Unauffällig ließ ich den Zettel hinter meinem Rücken verschwinden. »Ich war...eh...«, ich suchte nach einer gescheiten Ausrede, »...für kleine Mädchen.«

»Oh«, machte Onkel Harry und schlürfte ins Bad. Vielleicht hätte ich einfach sagen sollen, dass ich in der Küche was trinken war?

Kopfschüttelnd ging ich auf mein Zimmer und betrachtete den zerknitterten Zettel. Erst als ich das Licht anknipste, fiel mir auf, dass es gar nicht meiner war.

Mit einem Ausdruck der Verwirrung musterte ich die Buchstaben, die jemand aus einer Zeitung ausgeschnitten und zu Wörtern zusammengesetzt hatte:

MiTtWocH 19:50UhR

LaNcASteRstreEt 15

Ich runzelte die Stirn und drehte den Zettel um. Doch ich bekam nur die leere Rückseite zu Gesicht. Merkwürdig. Wer verschickte so einen Brief? Etwa Onkel Harry?

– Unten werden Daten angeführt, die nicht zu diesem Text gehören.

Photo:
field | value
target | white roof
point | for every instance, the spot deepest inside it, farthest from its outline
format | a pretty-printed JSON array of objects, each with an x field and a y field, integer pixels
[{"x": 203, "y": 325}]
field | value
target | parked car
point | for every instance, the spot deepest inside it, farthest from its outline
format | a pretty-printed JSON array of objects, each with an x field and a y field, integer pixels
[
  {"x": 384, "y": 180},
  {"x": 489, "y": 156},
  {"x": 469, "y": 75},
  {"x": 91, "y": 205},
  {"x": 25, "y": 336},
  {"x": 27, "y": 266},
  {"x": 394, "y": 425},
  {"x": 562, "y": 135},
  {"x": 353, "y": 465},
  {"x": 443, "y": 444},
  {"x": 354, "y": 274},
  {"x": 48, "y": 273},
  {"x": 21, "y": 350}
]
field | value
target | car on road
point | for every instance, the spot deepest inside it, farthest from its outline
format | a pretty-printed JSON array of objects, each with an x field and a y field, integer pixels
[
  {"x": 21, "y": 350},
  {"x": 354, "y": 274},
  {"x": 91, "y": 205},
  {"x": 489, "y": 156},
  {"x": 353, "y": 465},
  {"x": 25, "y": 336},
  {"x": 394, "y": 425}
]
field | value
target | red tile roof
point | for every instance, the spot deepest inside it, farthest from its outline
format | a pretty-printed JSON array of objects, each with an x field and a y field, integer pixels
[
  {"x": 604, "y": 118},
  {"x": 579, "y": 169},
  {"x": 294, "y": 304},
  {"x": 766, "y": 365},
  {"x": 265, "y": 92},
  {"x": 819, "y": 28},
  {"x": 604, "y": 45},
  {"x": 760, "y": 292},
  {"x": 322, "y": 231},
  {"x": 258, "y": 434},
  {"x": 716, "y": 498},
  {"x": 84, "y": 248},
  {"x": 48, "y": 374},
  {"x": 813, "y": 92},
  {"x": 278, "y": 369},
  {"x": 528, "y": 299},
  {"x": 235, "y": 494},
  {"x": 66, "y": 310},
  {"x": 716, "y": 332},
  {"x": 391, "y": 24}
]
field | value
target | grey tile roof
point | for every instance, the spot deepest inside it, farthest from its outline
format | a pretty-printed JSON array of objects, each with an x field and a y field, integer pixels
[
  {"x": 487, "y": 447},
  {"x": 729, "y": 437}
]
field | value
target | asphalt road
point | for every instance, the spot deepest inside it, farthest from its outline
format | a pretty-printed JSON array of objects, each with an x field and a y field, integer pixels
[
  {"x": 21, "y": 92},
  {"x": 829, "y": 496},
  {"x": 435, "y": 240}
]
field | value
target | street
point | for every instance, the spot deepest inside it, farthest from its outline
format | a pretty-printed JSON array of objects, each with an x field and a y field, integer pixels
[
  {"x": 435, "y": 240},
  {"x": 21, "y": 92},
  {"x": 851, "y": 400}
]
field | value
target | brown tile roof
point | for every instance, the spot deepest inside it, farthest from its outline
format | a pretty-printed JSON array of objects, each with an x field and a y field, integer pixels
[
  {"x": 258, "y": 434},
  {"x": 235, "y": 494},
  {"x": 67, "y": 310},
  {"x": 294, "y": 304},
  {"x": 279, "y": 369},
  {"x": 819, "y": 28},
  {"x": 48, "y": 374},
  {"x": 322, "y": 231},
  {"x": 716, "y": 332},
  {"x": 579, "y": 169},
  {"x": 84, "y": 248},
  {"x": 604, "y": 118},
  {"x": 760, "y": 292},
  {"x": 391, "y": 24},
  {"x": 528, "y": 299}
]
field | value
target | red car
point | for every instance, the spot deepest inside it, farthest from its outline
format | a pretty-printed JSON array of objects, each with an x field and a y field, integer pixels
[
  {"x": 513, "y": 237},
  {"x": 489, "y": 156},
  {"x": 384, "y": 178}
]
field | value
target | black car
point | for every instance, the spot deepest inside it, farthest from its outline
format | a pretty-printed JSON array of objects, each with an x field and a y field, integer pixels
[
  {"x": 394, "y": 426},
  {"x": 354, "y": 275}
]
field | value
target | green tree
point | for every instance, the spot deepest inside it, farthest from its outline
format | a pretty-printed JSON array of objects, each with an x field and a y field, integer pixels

Enttäuscht ließ ich den Zettel auf den Schreibtisch gleiten und legte mich anschließend ins Bett. Die ganze Aufregung um Nichts. Ich war umsonst draußen gewesen, um mir den Arsch abzufrieren und fast von Onkel Harry erwischt zu werden.

Zitternd grub ich mich in die Bettdecke. Morgen würde ich Mom besuchen. Ich hatte noch so viele Fragen. Ich wusste zwar, dass sie unschuldig war, aber trotzdem brauchte ich Antworten.

Ehe ich weiter darüber nachdenken konnte, fielen mir die Augen zu.

Das Vibrieren meines Kopfkissens ließ mich am nächsten Morgen aus dem Schlaf schrecken. Mit müden Augen tastete ich unter mein Kissen und holte mein vibrierendes Smartphone hervor. Ein Anruf von Unbekannt. Wie viel Uhr hatten wir? Wer rief so früh morgens an?

Ich nahm ab und murrte verschlafen ein »Mhh« in den Hörer.

»Guten Morgen, Allyson!«

Ich erkannte die Stimme von Miss Snow.

»Ich wollte mich nur nochmal erkundigen, ob alles in Ordnung ist!«, sprach sie zu mir, »Wie geht es dir und Max?«

Natürlich blendend. Wir hatten ja gerade nur unser ganzes Vermögen verloren. Und Mom saß mit Freude hinter Gittern.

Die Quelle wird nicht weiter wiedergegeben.